In Boynton et al. v. Andrews (63 N. Y., 93) it was held that in actions to enforce the liability provided by the sections of the law of 1848, to which reference has already been made, as amended by the act of 1853, already alluded to, the question is whether the purchase was made in good faith or at a high valuation with a fraudulent intent to evade the provisions of the statute. And-further, that an honest over-valuation would not of itself subject the owner of the stock to personal liability. It is true the court said that where it appeared that property, the value of which was well known or understood or capable of being ascertained, was purchased at a price that was beyond its real value, a strong presumption of fraud was raised, - and unless rebutted by evidence fully explaining the apparent bad faith, the transaction was fraudulent in law and no. question of fact was presented for the jury. And in Douglass v. Ireland (73 N. Y., 100) it was held that it was not enough, in cases of this kind, to charge the holder of stock to prove that the prop*488erty was purchased at an over-valuation, through a mere mistake or error in judgment on the part of the trustees, but that it must be shown that the purchase was in bad faith and to evade the statute. It is true it 'was also held in that case, as contended for by the appellant, that it was necessary, in order to establish a legal fraud which’ would take the stock issued out of the protection of the act of 1853, to prove that the stock exceeded in amount the value of the property in exchange for which it was issued, and that the trustees so issued it deliberately and with knowledge of the real value of the property.

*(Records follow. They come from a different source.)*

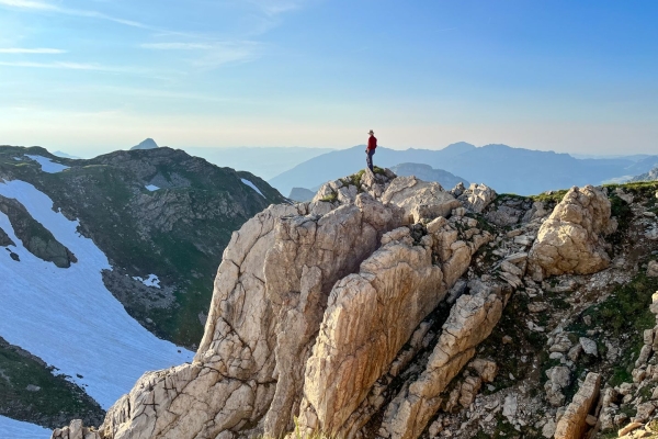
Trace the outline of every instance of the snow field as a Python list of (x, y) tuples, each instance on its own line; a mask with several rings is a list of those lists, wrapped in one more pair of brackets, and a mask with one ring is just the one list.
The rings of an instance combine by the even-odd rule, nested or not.
[(58, 368), (105, 409), (144, 372), (192, 360), (193, 352), (141, 327), (105, 289), (101, 270), (112, 268), (93, 241), (78, 234), (77, 221), (54, 212), (53, 201), (26, 182), (0, 183), (0, 194), (19, 200), (78, 258), (68, 269), (38, 259), (0, 213), (0, 227), (16, 243), (10, 248), (21, 259), (0, 248), (0, 336)]

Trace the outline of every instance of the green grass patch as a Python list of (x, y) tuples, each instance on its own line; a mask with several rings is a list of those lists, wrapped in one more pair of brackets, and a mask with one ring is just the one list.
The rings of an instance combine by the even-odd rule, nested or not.
[(56, 428), (70, 419), (100, 425), (104, 412), (64, 375), (0, 338), (0, 415)]

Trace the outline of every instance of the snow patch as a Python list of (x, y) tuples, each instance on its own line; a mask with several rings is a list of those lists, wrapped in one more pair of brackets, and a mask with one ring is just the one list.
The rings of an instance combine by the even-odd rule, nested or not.
[(249, 181), (247, 179), (240, 179), (240, 180), (242, 180), (242, 183), (247, 184), (249, 188), (257, 191), (263, 199), (265, 198), (265, 195), (263, 195), (263, 193), (251, 181)]
[(133, 279), (144, 283), (146, 286), (160, 288), (160, 280), (155, 274), (149, 274), (148, 278), (146, 278), (146, 279), (143, 279), (143, 278), (136, 275)]
[(48, 439), (53, 430), (0, 416), (0, 438)]
[(45, 158), (42, 156), (31, 156), (29, 154), (25, 154), (25, 157), (30, 157), (31, 159), (33, 159), (34, 161), (39, 164), (42, 166), (42, 171), (48, 172), (48, 173), (57, 173), (57, 172), (61, 172), (65, 169), (70, 168), (70, 166), (57, 164), (57, 162), (50, 160), (49, 158)]
[(101, 270), (112, 267), (78, 233), (78, 221), (54, 212), (53, 200), (24, 181), (0, 183), (0, 194), (21, 202), (78, 258), (66, 270), (38, 259), (0, 213), (0, 227), (16, 243), (8, 248), (21, 258), (0, 254), (0, 336), (71, 376), (105, 409), (144, 372), (192, 361), (193, 352), (158, 339), (105, 289)]

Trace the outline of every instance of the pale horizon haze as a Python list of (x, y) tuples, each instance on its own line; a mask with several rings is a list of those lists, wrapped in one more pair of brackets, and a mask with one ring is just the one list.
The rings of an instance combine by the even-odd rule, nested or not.
[(0, 144), (655, 154), (658, 2), (0, 0)]

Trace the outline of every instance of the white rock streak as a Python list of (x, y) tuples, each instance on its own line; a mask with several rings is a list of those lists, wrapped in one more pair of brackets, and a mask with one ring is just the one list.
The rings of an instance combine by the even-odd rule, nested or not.
[(136, 275), (133, 279), (144, 283), (146, 286), (155, 286), (158, 289), (160, 288), (160, 279), (158, 279), (158, 277), (155, 274), (149, 274), (146, 279)]
[(265, 195), (263, 195), (263, 193), (251, 181), (249, 181), (247, 179), (240, 179), (240, 180), (242, 180), (242, 183), (247, 184), (249, 188), (257, 191), (263, 199), (265, 198)]
[(50, 160), (49, 158), (45, 158), (42, 156), (31, 156), (31, 155), (25, 155), (25, 157), (31, 158), (32, 160), (36, 161), (37, 164), (41, 165), (42, 167), (42, 171), (44, 172), (48, 172), (48, 173), (57, 173), (57, 172), (61, 172), (65, 169), (69, 169), (70, 166), (65, 166), (61, 164), (57, 164), (53, 160)]
[(0, 213), (0, 227), (21, 259), (0, 252), (0, 336), (70, 375), (103, 408), (144, 372), (192, 360), (192, 352), (141, 327), (105, 289), (101, 270), (111, 266), (91, 239), (78, 234), (77, 221), (54, 212), (53, 201), (26, 182), (0, 183), (0, 194), (19, 200), (78, 258), (68, 269), (36, 258)]

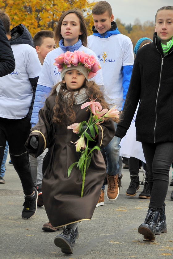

The same doctrine seems to have been declared in the case of Drexel v. The Lake Superior Iron Company (90 N. Y., 87), in which it was held that the question was properly submitted to the jury as to whether the purchase and issue of the stock for the property was in good faith or simply a scheme to evade the statute. (See, also, Brown v. Smith, 13 Hun, 408.) The finding of the referee, that these patents were purchased without making any estimate of their value and that they were not worth the sum of $400,000, is not sufficient to meet the exigencies of the legal rule established by the adjudications cited.

The referee found that the patents were valuable and were necessary for the business of the corporation. There is no finding of any fact of which fraud can be predicted or of any attempt to evade the operation of the statute — nothing, indeed, to show that it was not made in good faith. The position contended for on behalf of the respondent, namely, that it was a fraud upon the stockholders and creditors of the company for its trustees to purchase of one of their number property for the alleged benefit of the corporation) and pay therefor the company’s entire capital stock, cannot be sustained.

In all the cases cited in the Court of Appeals it appears that the purchase was made from one or more trustees, for which the capital stock was given in whole or in part, and although the question as to the validity of the purchase from the trustee does not appear to have been expressly presented, it is not to be supposed that if the point were valuable it would not have been presented in these cases. The statute contemplates the purchase of mines and manufactures or other- property necessary for the business. This would seem *489to indicate that the purchase might be made of any person, provided, as also contemplated by the rule of law referred to, that the purchase was Iona fide, for a proper consideration and without any attempt to evade the statute. At all events, these cases presenting this feature, to which no exception was taken, this court would not feel disposed in the first instance to declare that such a purchase might, not be made.

For these reasons it is thought the judgment should be reversed, and a new trial ordered, with costs to abide the event.

Daniels, J., concurred.

Judgment reversed, with new trial ordered, with costs to abide event.